Colour: Luminous dark ruby garnet, opaque core, violet reflections
Aroma: Attractive sweet berries, ripe heart cherries, fine nougat, delicate herbal spices, a hint of candied violets.
Palate: Full-bodied, red berry nuances, present tannins, appears complex, delicate chocolate nuances, black berries, firm right through to the finish.
Grape Varieties: 65% Merlot, 25% Cabernet Franc, 10% Cabernet Sauvignon
Aging: 70% to 100% new oak, for 18 – 32 months
Awards: 94pts – Wine Advocate-Parker; 94pts – Wine Enthusiast; 91pts – Falstaff; 91pts – James Suckling
History of Chateau Pavie
Chateau Pavie dates back to Roman times, much like the other vineyards in Saint-Émilion. The name comes from the orchards of peaches (“pavies”) that used to stand there. The modern estate was assembled by Ferdinand Bouffard in the late 19th century by buying plots from several families. The plots were still managed separately, and the 9 hectares bought from the Pigasse family retained a separate identity as Château Pavie-Decesse.

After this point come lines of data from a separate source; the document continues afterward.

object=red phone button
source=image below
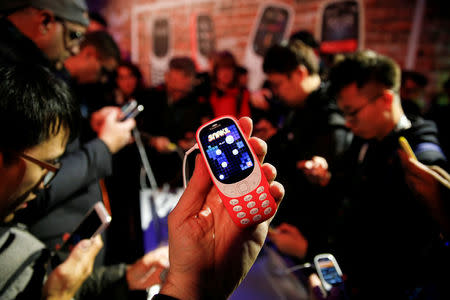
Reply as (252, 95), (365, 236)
(238, 182), (248, 194)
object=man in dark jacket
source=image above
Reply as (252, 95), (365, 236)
(0, 0), (134, 260)
(329, 51), (450, 299)
(263, 41), (352, 258)
(0, 0), (167, 299)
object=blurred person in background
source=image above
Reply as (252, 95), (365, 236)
(209, 51), (251, 117)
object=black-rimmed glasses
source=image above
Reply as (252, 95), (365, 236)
(55, 16), (84, 54)
(20, 153), (61, 188)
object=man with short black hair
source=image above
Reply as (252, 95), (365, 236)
(263, 40), (352, 258)
(0, 64), (102, 300)
(329, 50), (450, 300)
(0, 0), (135, 266)
(0, 0), (89, 69)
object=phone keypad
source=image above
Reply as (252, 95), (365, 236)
(228, 181), (276, 227)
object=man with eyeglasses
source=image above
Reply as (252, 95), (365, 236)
(0, 0), (89, 69)
(263, 41), (352, 259)
(0, 65), (102, 300)
(329, 50), (450, 300)
(0, 0), (135, 268)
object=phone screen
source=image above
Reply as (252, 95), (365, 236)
(319, 258), (342, 285)
(200, 119), (255, 184)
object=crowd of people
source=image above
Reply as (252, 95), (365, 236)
(0, 0), (450, 300)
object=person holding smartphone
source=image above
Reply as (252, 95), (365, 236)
(0, 65), (103, 300)
(153, 118), (284, 300)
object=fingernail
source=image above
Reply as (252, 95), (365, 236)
(80, 239), (92, 250)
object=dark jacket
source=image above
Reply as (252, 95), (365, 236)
(333, 118), (450, 299)
(266, 84), (353, 258)
(0, 19), (112, 262)
(0, 18), (134, 299)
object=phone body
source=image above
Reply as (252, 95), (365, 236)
(120, 99), (137, 116)
(314, 253), (344, 291)
(398, 136), (417, 160)
(120, 99), (144, 121)
(59, 202), (111, 252)
(196, 116), (277, 228)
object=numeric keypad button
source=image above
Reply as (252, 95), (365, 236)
(244, 195), (253, 201)
(264, 207), (272, 215)
(230, 199), (239, 205)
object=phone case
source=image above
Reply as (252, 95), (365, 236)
(197, 116), (277, 228)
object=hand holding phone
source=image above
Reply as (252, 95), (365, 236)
(59, 202), (111, 251)
(314, 253), (344, 291)
(196, 116), (277, 228)
(398, 136), (417, 160)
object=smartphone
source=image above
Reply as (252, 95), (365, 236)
(60, 202), (111, 252)
(120, 99), (137, 116)
(120, 100), (144, 121)
(314, 253), (344, 291)
(398, 136), (417, 160)
(196, 116), (277, 228)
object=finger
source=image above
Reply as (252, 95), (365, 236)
(121, 118), (136, 130)
(308, 274), (326, 300)
(429, 166), (450, 181)
(248, 137), (267, 162)
(270, 181), (285, 205)
(277, 223), (293, 232)
(262, 163), (277, 183)
(239, 117), (253, 139)
(172, 154), (212, 221)
(63, 235), (103, 266)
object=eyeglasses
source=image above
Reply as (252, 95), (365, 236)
(342, 95), (382, 120)
(55, 16), (84, 54)
(20, 153), (61, 188)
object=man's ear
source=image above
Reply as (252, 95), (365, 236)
(383, 89), (395, 109)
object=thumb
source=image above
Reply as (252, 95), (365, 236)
(172, 154), (212, 220)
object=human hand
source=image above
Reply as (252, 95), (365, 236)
(269, 223), (308, 259)
(297, 156), (331, 186)
(398, 150), (450, 236)
(161, 118), (284, 299)
(308, 273), (346, 300)
(96, 106), (136, 154)
(126, 246), (169, 290)
(43, 235), (103, 300)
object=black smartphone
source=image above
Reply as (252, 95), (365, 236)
(59, 202), (111, 252)
(120, 99), (144, 121)
(314, 253), (344, 291)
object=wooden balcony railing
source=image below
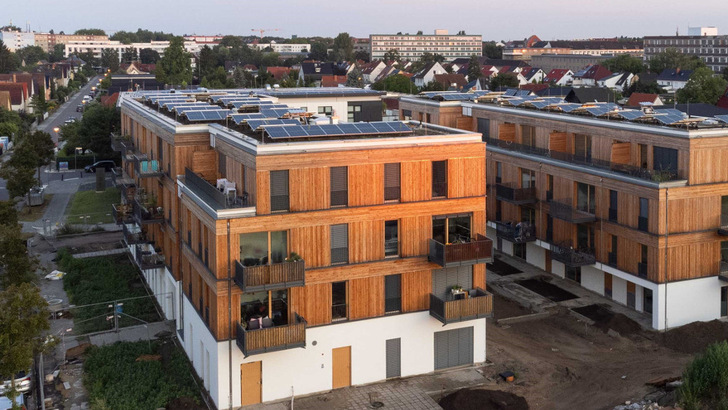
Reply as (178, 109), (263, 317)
(430, 288), (493, 324)
(495, 221), (537, 243)
(429, 235), (493, 268)
(235, 313), (306, 357)
(495, 184), (538, 205)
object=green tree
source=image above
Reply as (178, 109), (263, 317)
(468, 54), (483, 81)
(676, 67), (728, 105)
(0, 283), (52, 404)
(333, 33), (354, 61)
(602, 54), (645, 74)
(372, 74), (418, 94)
(156, 37), (192, 87)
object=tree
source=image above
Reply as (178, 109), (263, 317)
(648, 48), (705, 74)
(372, 74), (418, 94)
(333, 33), (354, 61)
(139, 48), (160, 64)
(0, 283), (52, 399)
(468, 54), (483, 81)
(156, 37), (192, 87)
(675, 67), (728, 105)
(490, 73), (519, 91)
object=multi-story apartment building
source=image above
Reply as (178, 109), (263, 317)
(400, 93), (728, 329)
(112, 89), (492, 408)
(369, 30), (483, 61)
(644, 30), (728, 74)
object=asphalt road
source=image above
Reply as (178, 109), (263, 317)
(0, 76), (101, 201)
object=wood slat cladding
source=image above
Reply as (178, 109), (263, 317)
(402, 270), (432, 312)
(290, 283), (331, 326)
(288, 167), (331, 212)
(348, 163), (384, 206)
(349, 220), (384, 263)
(349, 276), (384, 320)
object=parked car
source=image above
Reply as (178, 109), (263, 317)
(84, 159), (116, 172)
(0, 370), (33, 396)
(0, 393), (27, 410)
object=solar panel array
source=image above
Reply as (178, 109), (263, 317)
(266, 122), (413, 140)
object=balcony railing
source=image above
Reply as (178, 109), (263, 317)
(495, 184), (538, 205)
(429, 235), (493, 268)
(549, 200), (597, 224)
(485, 137), (681, 182)
(430, 288), (493, 325)
(235, 260), (306, 292)
(236, 313), (306, 357)
(718, 215), (728, 236)
(495, 221), (537, 243)
(133, 198), (164, 225)
(551, 245), (597, 267)
(111, 204), (134, 225)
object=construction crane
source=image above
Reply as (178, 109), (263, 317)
(250, 28), (279, 38)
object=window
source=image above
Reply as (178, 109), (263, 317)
(609, 189), (619, 222)
(384, 164), (401, 201)
(432, 161), (447, 198)
(576, 182), (596, 214)
(331, 282), (348, 322)
(637, 198), (649, 232)
(329, 167), (349, 207)
(384, 274), (402, 313)
(331, 224), (349, 265)
(270, 170), (289, 212)
(432, 214), (471, 244)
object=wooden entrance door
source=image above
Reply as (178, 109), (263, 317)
(331, 346), (351, 389)
(240, 362), (263, 406)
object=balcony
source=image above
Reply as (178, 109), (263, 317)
(485, 137), (684, 183)
(551, 245), (597, 268)
(429, 235), (493, 268)
(495, 221), (536, 243)
(549, 199), (597, 224)
(134, 244), (165, 270)
(495, 184), (538, 205)
(235, 313), (306, 357)
(235, 260), (306, 292)
(111, 204), (134, 225)
(718, 215), (728, 236)
(430, 288), (493, 325)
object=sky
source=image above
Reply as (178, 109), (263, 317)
(0, 0), (728, 41)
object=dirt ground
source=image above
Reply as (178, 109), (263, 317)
(482, 309), (692, 409)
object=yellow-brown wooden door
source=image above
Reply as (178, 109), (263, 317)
(331, 346), (351, 389)
(240, 362), (263, 406)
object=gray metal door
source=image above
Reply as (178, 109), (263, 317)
(435, 327), (473, 370)
(432, 266), (473, 299)
(386, 338), (402, 379)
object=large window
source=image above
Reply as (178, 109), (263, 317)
(432, 161), (447, 198)
(270, 170), (289, 212)
(432, 214), (471, 244)
(240, 231), (288, 266)
(384, 163), (401, 201)
(329, 167), (349, 207)
(331, 224), (349, 265)
(384, 220), (399, 256)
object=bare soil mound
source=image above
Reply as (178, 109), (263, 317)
(439, 389), (528, 410)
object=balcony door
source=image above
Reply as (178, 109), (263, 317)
(432, 214), (472, 244)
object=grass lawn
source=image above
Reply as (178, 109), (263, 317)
(66, 188), (120, 224)
(58, 250), (159, 335)
(18, 194), (53, 222)
(83, 341), (206, 410)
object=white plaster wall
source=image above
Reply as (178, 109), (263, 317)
(213, 312), (485, 408)
(526, 242), (546, 270)
(581, 266), (604, 296)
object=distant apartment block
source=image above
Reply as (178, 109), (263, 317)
(369, 30), (483, 61)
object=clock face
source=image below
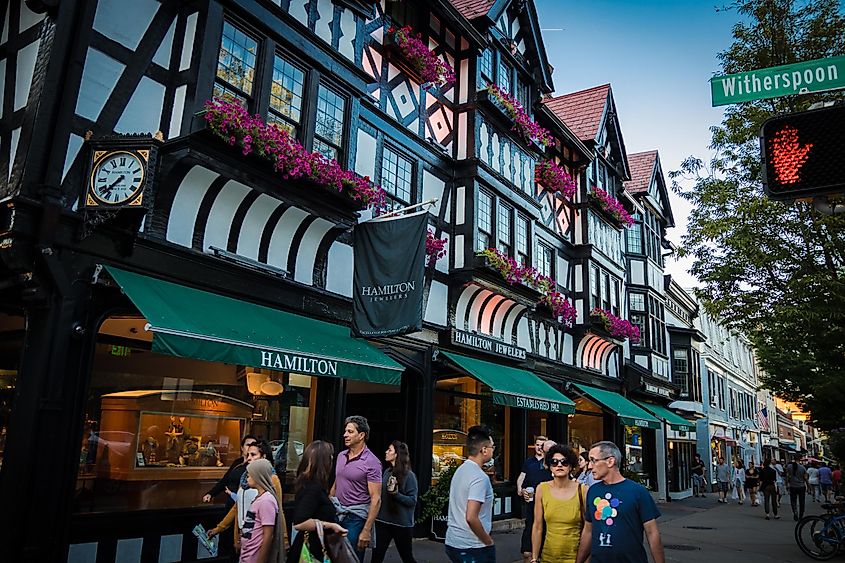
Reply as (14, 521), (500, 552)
(91, 151), (145, 205)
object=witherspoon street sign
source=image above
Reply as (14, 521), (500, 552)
(710, 56), (845, 107)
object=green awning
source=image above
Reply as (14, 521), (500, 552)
(635, 401), (695, 432)
(573, 383), (663, 430)
(440, 352), (575, 414)
(106, 266), (404, 385)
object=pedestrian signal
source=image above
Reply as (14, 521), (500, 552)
(760, 105), (845, 200)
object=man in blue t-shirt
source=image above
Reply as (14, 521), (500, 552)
(576, 442), (665, 563)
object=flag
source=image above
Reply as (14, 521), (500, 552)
(352, 212), (428, 338)
(757, 407), (769, 432)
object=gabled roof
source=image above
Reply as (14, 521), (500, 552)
(543, 84), (610, 141)
(451, 0), (495, 20)
(623, 151), (675, 227)
(624, 151), (657, 194)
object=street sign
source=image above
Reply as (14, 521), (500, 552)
(710, 56), (845, 107)
(760, 105), (845, 200)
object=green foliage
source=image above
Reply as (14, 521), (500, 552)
(417, 462), (458, 524)
(670, 0), (845, 429)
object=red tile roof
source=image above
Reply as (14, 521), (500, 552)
(451, 0), (493, 20)
(543, 84), (610, 141)
(624, 151), (657, 194)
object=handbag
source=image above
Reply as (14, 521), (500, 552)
(298, 520), (331, 563)
(323, 534), (358, 563)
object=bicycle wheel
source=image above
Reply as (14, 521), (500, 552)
(795, 516), (842, 561)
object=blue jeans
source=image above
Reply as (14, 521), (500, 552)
(340, 514), (376, 562)
(446, 545), (496, 563)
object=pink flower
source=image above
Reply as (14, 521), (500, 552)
(590, 186), (634, 227)
(199, 98), (386, 214)
(487, 82), (552, 147)
(387, 25), (455, 86)
(478, 248), (577, 327)
(590, 307), (640, 344)
(534, 160), (576, 199)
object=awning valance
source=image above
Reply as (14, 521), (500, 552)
(573, 383), (662, 430)
(440, 352), (575, 414)
(106, 266), (403, 385)
(634, 401), (695, 432)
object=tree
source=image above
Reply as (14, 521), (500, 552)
(670, 0), (845, 429)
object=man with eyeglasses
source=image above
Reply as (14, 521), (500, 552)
(202, 434), (258, 509)
(516, 436), (552, 563)
(446, 426), (496, 563)
(576, 442), (665, 563)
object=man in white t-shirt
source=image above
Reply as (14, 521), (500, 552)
(446, 426), (496, 563)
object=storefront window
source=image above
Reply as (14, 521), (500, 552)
(0, 315), (25, 471)
(74, 317), (315, 512)
(569, 397), (604, 452)
(432, 377), (510, 485)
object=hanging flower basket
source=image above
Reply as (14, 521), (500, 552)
(590, 307), (640, 344)
(589, 186), (634, 227)
(477, 248), (576, 327)
(425, 231), (449, 266)
(202, 98), (386, 214)
(387, 25), (455, 87)
(534, 159), (576, 199)
(486, 82), (552, 147)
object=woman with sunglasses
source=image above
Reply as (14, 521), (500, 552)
(202, 434), (257, 508)
(531, 444), (586, 563)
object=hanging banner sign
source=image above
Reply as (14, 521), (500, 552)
(352, 212), (428, 338)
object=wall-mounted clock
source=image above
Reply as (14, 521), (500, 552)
(85, 148), (150, 209)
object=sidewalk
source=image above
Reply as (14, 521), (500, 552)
(380, 494), (821, 563)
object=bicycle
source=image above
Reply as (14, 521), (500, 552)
(795, 497), (845, 561)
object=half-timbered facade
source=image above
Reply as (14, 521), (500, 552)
(0, 0), (684, 563)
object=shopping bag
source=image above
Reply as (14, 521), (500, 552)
(298, 532), (331, 563)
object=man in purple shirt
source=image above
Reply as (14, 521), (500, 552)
(331, 416), (382, 561)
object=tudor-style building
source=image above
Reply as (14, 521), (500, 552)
(0, 0), (684, 562)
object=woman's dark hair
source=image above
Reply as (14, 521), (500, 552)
(390, 440), (411, 484)
(294, 440), (334, 492)
(250, 440), (273, 463)
(241, 434), (258, 447)
(546, 444), (578, 471)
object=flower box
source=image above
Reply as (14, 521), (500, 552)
(384, 26), (455, 89)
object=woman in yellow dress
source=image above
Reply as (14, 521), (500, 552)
(531, 444), (587, 563)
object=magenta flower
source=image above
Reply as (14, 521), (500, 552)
(487, 82), (552, 147)
(425, 231), (449, 266)
(203, 98), (387, 214)
(590, 186), (634, 227)
(534, 160), (575, 199)
(387, 25), (455, 87)
(478, 248), (576, 327)
(590, 307), (640, 344)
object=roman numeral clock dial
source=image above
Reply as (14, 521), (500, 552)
(88, 151), (146, 207)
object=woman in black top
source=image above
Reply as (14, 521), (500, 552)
(202, 434), (258, 509)
(288, 440), (346, 561)
(760, 458), (780, 520)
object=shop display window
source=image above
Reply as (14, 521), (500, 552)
(74, 317), (316, 512)
(432, 377), (509, 485)
(568, 397), (604, 452)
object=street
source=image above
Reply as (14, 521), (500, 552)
(385, 494), (821, 563)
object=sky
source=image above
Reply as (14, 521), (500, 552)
(535, 0), (739, 287)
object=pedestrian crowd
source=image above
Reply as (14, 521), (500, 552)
(690, 454), (845, 521)
(202, 426), (664, 563)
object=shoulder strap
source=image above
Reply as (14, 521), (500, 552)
(578, 483), (584, 530)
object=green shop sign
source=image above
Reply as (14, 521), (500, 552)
(710, 56), (845, 107)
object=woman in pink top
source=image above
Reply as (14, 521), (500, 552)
(239, 459), (284, 563)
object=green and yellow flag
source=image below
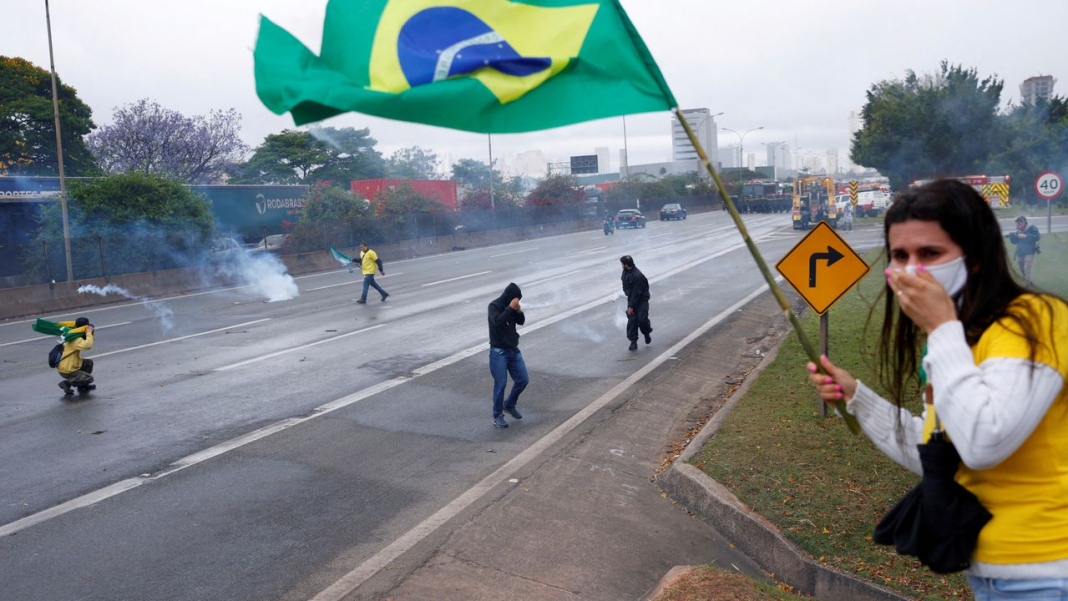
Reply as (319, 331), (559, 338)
(255, 0), (676, 133)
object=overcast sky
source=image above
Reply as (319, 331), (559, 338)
(0, 0), (1068, 169)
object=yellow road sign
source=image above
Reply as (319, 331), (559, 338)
(775, 221), (870, 315)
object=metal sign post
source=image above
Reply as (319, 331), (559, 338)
(1035, 171), (1065, 234)
(817, 312), (831, 417)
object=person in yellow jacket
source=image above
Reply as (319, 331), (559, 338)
(356, 242), (390, 304)
(56, 317), (96, 395)
(808, 179), (1068, 601)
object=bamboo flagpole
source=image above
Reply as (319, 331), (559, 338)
(674, 107), (861, 434)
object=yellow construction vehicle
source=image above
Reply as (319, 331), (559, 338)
(791, 177), (838, 230)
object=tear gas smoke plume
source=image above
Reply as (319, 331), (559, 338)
(217, 249), (300, 302)
(78, 284), (174, 334)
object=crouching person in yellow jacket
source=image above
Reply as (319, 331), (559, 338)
(56, 317), (96, 395)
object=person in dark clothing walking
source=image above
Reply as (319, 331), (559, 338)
(1008, 215), (1042, 288)
(489, 283), (530, 428)
(619, 255), (653, 350)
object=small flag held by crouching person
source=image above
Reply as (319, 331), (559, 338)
(254, 0), (676, 133)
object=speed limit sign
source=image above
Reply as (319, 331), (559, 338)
(1035, 171), (1065, 200)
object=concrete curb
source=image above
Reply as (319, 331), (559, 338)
(657, 322), (909, 601)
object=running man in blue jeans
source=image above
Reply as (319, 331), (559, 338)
(489, 284), (530, 428)
(356, 242), (390, 304)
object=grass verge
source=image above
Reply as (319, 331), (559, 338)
(692, 234), (1068, 599)
(654, 566), (803, 601)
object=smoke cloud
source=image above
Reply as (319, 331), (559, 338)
(215, 249), (300, 302)
(78, 284), (174, 334)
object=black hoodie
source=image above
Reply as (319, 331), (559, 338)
(489, 284), (527, 348)
(619, 267), (649, 309)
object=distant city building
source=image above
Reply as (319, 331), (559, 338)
(671, 109), (720, 163)
(594, 146), (612, 173)
(765, 142), (790, 173)
(630, 159), (701, 179)
(1020, 75), (1057, 105)
(720, 146), (741, 169)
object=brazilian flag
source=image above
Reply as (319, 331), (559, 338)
(255, 0), (676, 133)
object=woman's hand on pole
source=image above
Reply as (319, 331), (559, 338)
(886, 265), (957, 334)
(807, 354), (857, 405)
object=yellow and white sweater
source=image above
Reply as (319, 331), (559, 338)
(847, 295), (1068, 579)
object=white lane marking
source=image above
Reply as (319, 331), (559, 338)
(90, 317), (270, 359)
(213, 323), (386, 371)
(311, 279), (781, 601)
(564, 246), (608, 256)
(422, 270), (493, 287)
(0, 211), (730, 328)
(0, 321), (132, 347)
(0, 232), (759, 537)
(523, 269), (585, 287)
(307, 272), (404, 292)
(489, 248), (537, 258)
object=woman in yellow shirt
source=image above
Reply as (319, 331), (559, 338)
(808, 179), (1068, 601)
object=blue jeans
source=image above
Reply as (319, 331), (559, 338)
(489, 348), (530, 417)
(360, 273), (388, 300)
(968, 576), (1068, 601)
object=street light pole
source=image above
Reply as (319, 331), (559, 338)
(723, 125), (764, 172)
(45, 0), (74, 282)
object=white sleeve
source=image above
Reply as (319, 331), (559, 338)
(924, 321), (1064, 470)
(846, 380), (924, 475)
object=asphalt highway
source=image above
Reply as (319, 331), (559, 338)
(0, 211), (999, 601)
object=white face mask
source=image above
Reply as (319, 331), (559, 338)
(905, 256), (968, 297)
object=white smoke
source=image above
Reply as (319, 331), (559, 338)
(217, 249), (300, 302)
(78, 284), (174, 334)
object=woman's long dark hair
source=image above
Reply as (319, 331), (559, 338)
(879, 179), (1064, 406)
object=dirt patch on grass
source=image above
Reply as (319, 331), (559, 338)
(653, 566), (802, 601)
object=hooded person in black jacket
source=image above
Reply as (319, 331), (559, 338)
(619, 254), (653, 350)
(489, 283), (530, 428)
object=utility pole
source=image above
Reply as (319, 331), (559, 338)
(45, 0), (74, 282)
(486, 133), (497, 210)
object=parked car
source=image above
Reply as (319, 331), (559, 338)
(615, 208), (645, 230)
(660, 203), (686, 221)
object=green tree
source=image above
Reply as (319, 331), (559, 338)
(850, 61), (1004, 189)
(527, 175), (586, 207)
(23, 173), (215, 279)
(374, 184), (442, 240)
(309, 127), (387, 183)
(984, 96), (1068, 203)
(286, 186), (375, 252)
(387, 146), (441, 179)
(232, 129), (333, 184)
(0, 57), (96, 176)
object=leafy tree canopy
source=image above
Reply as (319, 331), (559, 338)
(232, 127), (386, 188)
(527, 175), (586, 207)
(89, 98), (248, 184)
(0, 57), (96, 176)
(851, 62), (1004, 189)
(388, 146), (441, 179)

Chateau Pavie’s large production has made it more easily available than many other red Bordeaux. It is one of the best-known St. Emilions, vinified in a slightly lighter, more elegant style. With moderate red currant fruit in the nose, plus earth and spice, it can be peppery, spicy, or even leafy with hints of red cherries. Like other wineries in the côtes of St. Emilion, Chateau Pavie makes firm wines that are restrained and austere when young. The occasionally severe tannins mature with age into a fine sinewy structure. The better vintages are deep, intense, and concentrated. They mature 7-20 years after the vintage.